The Blue Like You blog has and interesting take on Liberal leader Michael Ignatieff—it’s well worth reading. And the site has a link to an equally interesting column in the Toronto Sun by Peter Worthington, in which he wonders about “…the Tories’ sudden obsession with Ignatieff.”
I don’t see the Tories “obsession with Ignatieff” to be at all “sudden.” For one thing, it is quite usual for one political party to be obsessed with its main political rival’s leader. For another, in the months following Michael Ignatieff’s appointment as Stéphane Dion’s replacement, the political climate in Canada was anything but conducive to so called “attack ads—what Worthington calls truth ads.”

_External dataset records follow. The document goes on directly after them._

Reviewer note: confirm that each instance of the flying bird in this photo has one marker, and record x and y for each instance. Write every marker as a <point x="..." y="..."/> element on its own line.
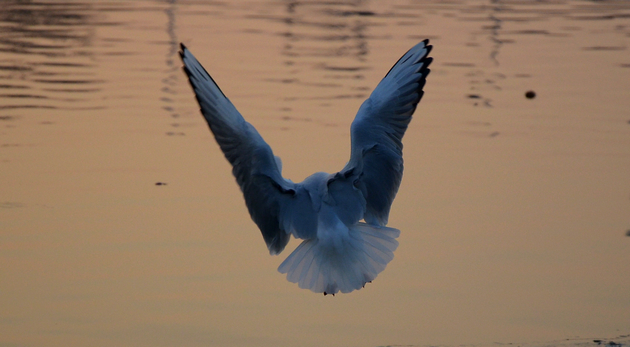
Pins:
<point x="341" y="217"/>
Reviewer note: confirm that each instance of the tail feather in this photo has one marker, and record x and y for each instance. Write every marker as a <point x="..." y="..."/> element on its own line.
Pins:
<point x="323" y="268"/>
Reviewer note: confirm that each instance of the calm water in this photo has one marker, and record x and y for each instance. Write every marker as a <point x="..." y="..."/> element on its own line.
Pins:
<point x="513" y="211"/>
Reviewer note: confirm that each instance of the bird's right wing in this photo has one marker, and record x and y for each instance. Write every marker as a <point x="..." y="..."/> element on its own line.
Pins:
<point x="378" y="129"/>
<point x="255" y="167"/>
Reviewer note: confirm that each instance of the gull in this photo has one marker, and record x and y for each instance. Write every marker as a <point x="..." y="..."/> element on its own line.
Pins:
<point x="341" y="217"/>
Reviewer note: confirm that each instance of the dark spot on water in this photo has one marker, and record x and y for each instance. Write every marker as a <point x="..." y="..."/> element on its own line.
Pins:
<point x="459" y="64"/>
<point x="604" y="48"/>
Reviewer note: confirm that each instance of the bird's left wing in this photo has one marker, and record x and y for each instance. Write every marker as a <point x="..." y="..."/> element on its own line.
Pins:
<point x="268" y="196"/>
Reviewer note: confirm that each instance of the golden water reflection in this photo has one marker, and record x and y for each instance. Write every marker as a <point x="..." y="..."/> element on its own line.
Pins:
<point x="513" y="211"/>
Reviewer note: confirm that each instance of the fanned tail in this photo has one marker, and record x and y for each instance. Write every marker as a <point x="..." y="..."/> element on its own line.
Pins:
<point x="324" y="268"/>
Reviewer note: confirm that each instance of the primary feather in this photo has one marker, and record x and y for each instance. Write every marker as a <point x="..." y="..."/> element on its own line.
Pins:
<point x="339" y="252"/>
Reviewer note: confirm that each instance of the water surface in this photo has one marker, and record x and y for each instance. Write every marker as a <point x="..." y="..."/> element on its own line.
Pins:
<point x="513" y="211"/>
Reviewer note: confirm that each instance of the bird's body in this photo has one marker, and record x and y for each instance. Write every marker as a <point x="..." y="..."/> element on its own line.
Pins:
<point x="339" y="252"/>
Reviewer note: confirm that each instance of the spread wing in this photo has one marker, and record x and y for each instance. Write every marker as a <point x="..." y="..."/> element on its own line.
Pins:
<point x="273" y="202"/>
<point x="378" y="129"/>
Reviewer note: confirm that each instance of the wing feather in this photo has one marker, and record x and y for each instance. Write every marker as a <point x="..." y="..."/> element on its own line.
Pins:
<point x="274" y="203"/>
<point x="379" y="127"/>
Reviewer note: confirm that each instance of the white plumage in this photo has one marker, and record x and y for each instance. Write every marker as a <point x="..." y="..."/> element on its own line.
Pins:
<point x="339" y="253"/>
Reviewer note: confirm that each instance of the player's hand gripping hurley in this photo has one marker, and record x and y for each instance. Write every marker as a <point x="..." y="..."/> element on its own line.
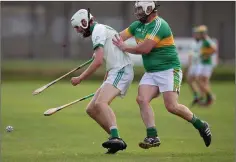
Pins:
<point x="54" y="110"/>
<point x="39" y="90"/>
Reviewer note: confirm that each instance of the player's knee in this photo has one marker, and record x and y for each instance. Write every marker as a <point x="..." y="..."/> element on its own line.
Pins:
<point x="141" y="100"/>
<point x="90" y="110"/>
<point x="100" y="104"/>
<point x="172" y="107"/>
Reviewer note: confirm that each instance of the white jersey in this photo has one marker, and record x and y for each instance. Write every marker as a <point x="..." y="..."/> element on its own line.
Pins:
<point x="115" y="58"/>
<point x="195" y="52"/>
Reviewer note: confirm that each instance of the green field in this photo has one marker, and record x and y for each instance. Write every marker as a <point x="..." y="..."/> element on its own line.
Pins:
<point x="71" y="136"/>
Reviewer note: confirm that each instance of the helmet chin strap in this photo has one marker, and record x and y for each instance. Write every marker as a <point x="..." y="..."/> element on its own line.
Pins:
<point x="144" y="19"/>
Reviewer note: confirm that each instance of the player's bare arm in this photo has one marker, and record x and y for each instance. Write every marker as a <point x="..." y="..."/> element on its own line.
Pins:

Tory political power was threatened by an unholy alliance of the three opposition parties. And, although many believed Mr. Ignatieff would, in time, distance himself from the alliance, he had to be given space in which to do so with some grace. Besides, the Tories desperately needed his support for a crucial budget vote—hardly a time to launch a partisan attack.
Once political storm clouds had passed over and skies were again Tory-blue, Prime Minister Stephen Harper was able to give the go ahead to begin defining Mr. Ignatieff for the Canadian public. And he didn’t have far to look for material to show his opponent in a negative light. Good grief, just look at what he had available without any digging at all:
- Ignatieff was out of the country for some 34 of his 42 or so adult years.
- Ignatieff has spent more time in the United States than he has in Canadian politics.
- Early on, Ignatieff supported the war in Iraq.
- And then there were his statements in Britain that the only thing he misses about Canada is Algonquin Park.
And all this without sticking a spade in the ground.
Joanne at Blue Like You writes, “Nature hates a vacuum, and so far Michael Ignatieff has proven to be just that—a vacuous political windsock.”
I like her analogy about filling a vacuum. As with Stéphane Dion, if the Grits do not have their leader out there selling himself to Canadians with solid, effective policies and hard, specific alternatives to government plans and actions, they can count on the Tories to fill the vacuum and cast Mr. Ignatieff in the mold of their choosing. I’d be disappointed if they didn’t.
Mr. Ignatieff has a record, both good and bad. The good parts helped him obtain the leadership of his party; the bad parts will impede his efforts to become Canada’s first Prime Minister to have spent far more of his adult years in two other countries than he has in Canada. These 34 years abroad were not spent in the service of Canada, but as a full-time resident participating fully in those societies. Remember: the only thing he missed about Canada was Algonquin Park.
For goodness sake, the man has paid far more in taxes to foreign governments than he has to Canada.
Surely Canadians cannot be blamed for being troubled by several aspects of the Ignatieff record. And surely the Conservative Party of Canada can not be blamed for pointing them out.